Da Torino, Roma e Sicilia, i ballottaggi sorridono ai grillini. Cancelleri: punteremo alla Regione

Se la vittoria della Raggi era già abbastanza definita al primo turno, la sconfitta di Fassino nel capoluogo sabaudo ha del clamoroso e qualche domanda ad un Pd in libera uscita deve farla venire.
A Torino il Pd incassa la sconfitta più bruciante di questi ballottaggi. Piero Fassino, a capo della coalizione di centrosinistra, che al primo turno aveva ottenuto il 42% dei voti, soccombe all’assalto della candidata pentastellata Chiara Appendino. Con il 54,57% delle preferenze incassate la grillina ha espugnato il Comune di Torino mandando a casa il sindaco piddino che non è andato oltre 45,4%. .
Il centrosinistra ha retto a Milano e strappato Varese alla Lega (oltre a vincere in molti ballottaggi lombardi), ma anche qui si apre la fase della resa dei conti.
I rossi si sono mantenuti a Bologna dove  non riesce il “colpaccio” alla leghista Lucia Borgonzoni. Al ballottaggio, nel fortino “rosso”, ha infatti avuto la meglio il sindaco uscente Virginio Merola.

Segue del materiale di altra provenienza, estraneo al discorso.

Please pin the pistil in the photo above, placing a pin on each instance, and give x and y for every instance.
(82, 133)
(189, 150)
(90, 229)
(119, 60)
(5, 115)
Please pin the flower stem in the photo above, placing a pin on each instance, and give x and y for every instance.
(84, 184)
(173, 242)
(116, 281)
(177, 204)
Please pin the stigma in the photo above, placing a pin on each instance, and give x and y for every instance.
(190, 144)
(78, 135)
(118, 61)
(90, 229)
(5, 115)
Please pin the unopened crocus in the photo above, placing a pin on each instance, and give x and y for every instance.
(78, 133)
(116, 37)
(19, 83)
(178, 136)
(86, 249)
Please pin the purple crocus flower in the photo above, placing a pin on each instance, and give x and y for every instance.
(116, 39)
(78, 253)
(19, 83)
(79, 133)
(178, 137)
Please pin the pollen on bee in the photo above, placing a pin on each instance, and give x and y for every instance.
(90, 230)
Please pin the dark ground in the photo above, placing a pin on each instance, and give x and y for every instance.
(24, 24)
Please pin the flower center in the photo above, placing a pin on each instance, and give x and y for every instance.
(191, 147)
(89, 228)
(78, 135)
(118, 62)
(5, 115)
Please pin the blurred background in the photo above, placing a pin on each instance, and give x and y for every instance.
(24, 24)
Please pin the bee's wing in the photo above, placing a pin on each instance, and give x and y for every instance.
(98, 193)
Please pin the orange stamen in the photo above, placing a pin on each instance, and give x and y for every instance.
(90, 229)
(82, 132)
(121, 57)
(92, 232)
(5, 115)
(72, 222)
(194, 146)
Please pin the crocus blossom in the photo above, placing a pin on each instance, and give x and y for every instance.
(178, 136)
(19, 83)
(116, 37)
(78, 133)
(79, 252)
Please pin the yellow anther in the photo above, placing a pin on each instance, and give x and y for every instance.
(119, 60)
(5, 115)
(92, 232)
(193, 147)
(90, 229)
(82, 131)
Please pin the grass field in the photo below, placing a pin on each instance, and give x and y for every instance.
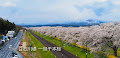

A Napoli Gianni Lettieri ci ha riprovato cinque anni dopo, ma non è riuscito nell’impresa di mandare a casa Luigi De Magistris. Il sindaco uscente, a capo di una larga coalizione di civiche, partiti di sinistra e movimenti sociali, ha ottenuto il secondo mandato con il 66,8% delle preferenze.

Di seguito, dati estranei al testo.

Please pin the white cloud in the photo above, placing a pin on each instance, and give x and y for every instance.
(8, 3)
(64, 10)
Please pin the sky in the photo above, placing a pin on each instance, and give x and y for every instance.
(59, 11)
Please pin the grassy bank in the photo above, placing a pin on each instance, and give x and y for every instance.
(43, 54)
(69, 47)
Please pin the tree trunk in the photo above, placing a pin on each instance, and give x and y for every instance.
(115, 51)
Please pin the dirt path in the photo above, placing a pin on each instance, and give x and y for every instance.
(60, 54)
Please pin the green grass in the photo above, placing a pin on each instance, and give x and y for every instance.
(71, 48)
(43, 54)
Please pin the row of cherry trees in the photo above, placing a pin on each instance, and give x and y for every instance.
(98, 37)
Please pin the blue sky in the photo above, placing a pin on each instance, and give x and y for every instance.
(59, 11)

Il Pd perde anche a Trieste dove deve lasciare il passo alla coalizione di centrodestra. L’azzurro Roberto Dipiazza, che ha incassato il 52,6%, ha infatti mandato a casa il sindaco uscente Roberto Cosolini (Pd) che si ferma 47,3%. 
Comunque ballottaggi sorridono al Movimento 5 Stelle. Un successo che coinvolge anche la Sicilia e che porta i pentastellati a puntare al gradino più alto dell’amministrazione regionale. “Parte oggi l’Opa per palazzo d’Orleans – dice il deputato all’Ars Giancarlo Cancelleri”.
“I vorti raccolti in Sicilia e in comuni di primissima grandezza in Italia, dimostra – ha detto Cancelleri- inequivocabilmente che la gente ha voglia di cambiare drasticamente rotta. I tempi sono maturi per la prima regione a guida 5 stelle”.
Nette le vittorie nei comuni di Alcamo, Porto Empedocle e Favara. “Puntiamo senza mezzi termini – continua Cancelleri – alla guida di questa Regione, punto di partenza per dimostrare come governare il Paese intero. La gente ha bocciato la proposta non più credibile dei vecchi partiti, che hanno portato allo sfacelo, al baratro, all’ingovernabilità”.
 
“Oggi – continua Cancelleri – muore definitivamente il luogo comune che dipinge il voto al M5S come un voto di protesta. E’, al contrario, un voto che premia la proposta, il prezioso lavoro fatto nei Comuni, al parlamento regionale e nazionale, è l’espressione della voglia di comunità di solidarietà, di stare assieme, che è nel Dna del Movimento”.Passo dopo passo – afferma il capogruppo M5S a Sala d’Ercole, Angela Foti – cresce nei cittadini la consapevolezza che da una parte ci sono i partiti, oltre c’è il M5S, che, superata la fase di diffidenza, si dimostra sempre più punto di riferimento per i cittadini, i quali non consegnano semplicemente un voto, ma partecipano ad un progetto di cambiamento”.
“Il voto di ieri – continua Angela Foti – conferma la costante crescita del Movimento, cosa di cui non si può non prendere atto”.
 
Il Pd crolla in una città rossa da sempre Vittoria, dove il giovane Giovanni Moscato, con 55,16% dei voti con una coalizione di destra supera il “vecchio” politico, ormai indipendente Francesco Aiello. A Caltagirone il forzista Giovanni Ioppolo supera il candidato di piddino Francesco Pignataro. Il Pd si conferma a Canicattì con Ettore Di Ventura.